Two special cases occur when the three byte format is used and the third byte is either 0 or 1, and are described below.
End of Compression sequence
The end of the compressed data is indicated by a three byte data field corresponding to separate run-length encoding in which the third byte is 0.
Read Next Description sequence
Alternatively, if the third byte is 1 rather than 0 it indicates that the current description is to be discarded and a new one to be read.
One Final Example
Compressed Data: FF 3F 54 3B C4 44 54 33 33 5B 2D 5C 44 5C C4 C5 FC 15 FE C3 44 78 88 98 44 30 FF FF 00 F8 00 Decompression process: FF 3F translates to [1111 1111] [1111 1100] First 14 data bytes are uncompressed (1111 1111 1111 11) Output: 54 3B C4 44 54 33 33 5B 2D 5C 44 5C C4 C5 The next description (00) indicates inline RLE but more description data is needed, so the next description field is read: FC 15 translates to [0011 1111] [1010 1000] 2 bytes (00) are to be copied and the offset is -$100 + $FE = -2: Output: 54 3B C4 44 54 33 33 5B 2D 5C 44 5C C4 C5 C4 C5 The next 7 data bytes are uncompressed (11 1111 1) Output: 54 3B C4 44 54 33 33 5B 2D 5C 44 5C C4 C5 C4 C5 C3 44 78 88 98 44 30 The next description (01) indicates separate RLE. The corresponding data bytes (FF FF) translate to an offset of -8192 + 31 * 256 + 255 = -1 and a copy count of 7 + 2 = 9 (i.e. the last 1 output byte repeated for 9 output bytes). Output: 54 3B C4 44 54 33 33 5B 2D 5C 44 5C C4 C5 C4 C5 C3 44 78 88 98 44 30 30 30 30 30 30 30 30 30 30 The next description also indicates separate RLE. The three byte format is used and the third byte is 0, so the rest of the description field is ignored and the compression is complete.
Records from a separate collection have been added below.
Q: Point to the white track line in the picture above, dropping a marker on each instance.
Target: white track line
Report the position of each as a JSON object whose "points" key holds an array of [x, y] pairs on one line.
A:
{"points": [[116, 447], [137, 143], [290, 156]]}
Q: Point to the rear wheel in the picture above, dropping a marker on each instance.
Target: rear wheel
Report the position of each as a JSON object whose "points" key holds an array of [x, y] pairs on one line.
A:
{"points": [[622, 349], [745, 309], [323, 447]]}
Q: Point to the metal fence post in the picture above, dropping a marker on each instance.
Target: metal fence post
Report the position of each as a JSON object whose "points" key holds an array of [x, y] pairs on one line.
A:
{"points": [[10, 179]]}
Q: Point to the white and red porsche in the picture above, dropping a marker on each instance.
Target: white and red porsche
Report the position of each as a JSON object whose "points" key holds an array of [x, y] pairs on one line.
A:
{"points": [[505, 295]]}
Output: 54 3B C4 44 54 33 33 5B 2D 5C 44 5C C4 C5 C4 C5 C3 44 78 88 98 44 30 30 30 30 30 30 30 30 30 30
Kosinski Moduled compression
Kosinski Moduled compression (KosM compression) is a variant of standard Kosinski compression, used by Sonic 3 & Knuckles. KosM compressed data starts off with a 2-byte header. The upper nibble is the total number of modules minus 1, and the lower three nibbles are the uncompressed size of the last module in bytes (all other modules have a fixed uncompressed size of $1000 bytes). As a result, the entire header word can be read as the total uncompressed size of the data. The only special case occurs when the header is $A000, in which case the game reads it as $8000. After the header are the actual modules. Each module can be read as standard Kosinski-compressed data, and is padded out to a size which is a multiple of $10 bytes.
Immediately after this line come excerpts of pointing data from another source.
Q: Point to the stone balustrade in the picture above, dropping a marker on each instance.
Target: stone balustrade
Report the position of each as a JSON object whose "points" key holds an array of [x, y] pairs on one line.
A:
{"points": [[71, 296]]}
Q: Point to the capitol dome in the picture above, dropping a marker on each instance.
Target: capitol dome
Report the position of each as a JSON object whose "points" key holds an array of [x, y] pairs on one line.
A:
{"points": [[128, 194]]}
KosM can be thought of as an archival format for multiple pieces of Kosinski-compressed data, and is used as an alternative to Nemesis compression for compressing art. The maximum uncompressed module size was kept as $1000 bytes because the intermediate RAM buffer to which the data is decompressed before being DMAed to VRAM has a size of $1000 bytes.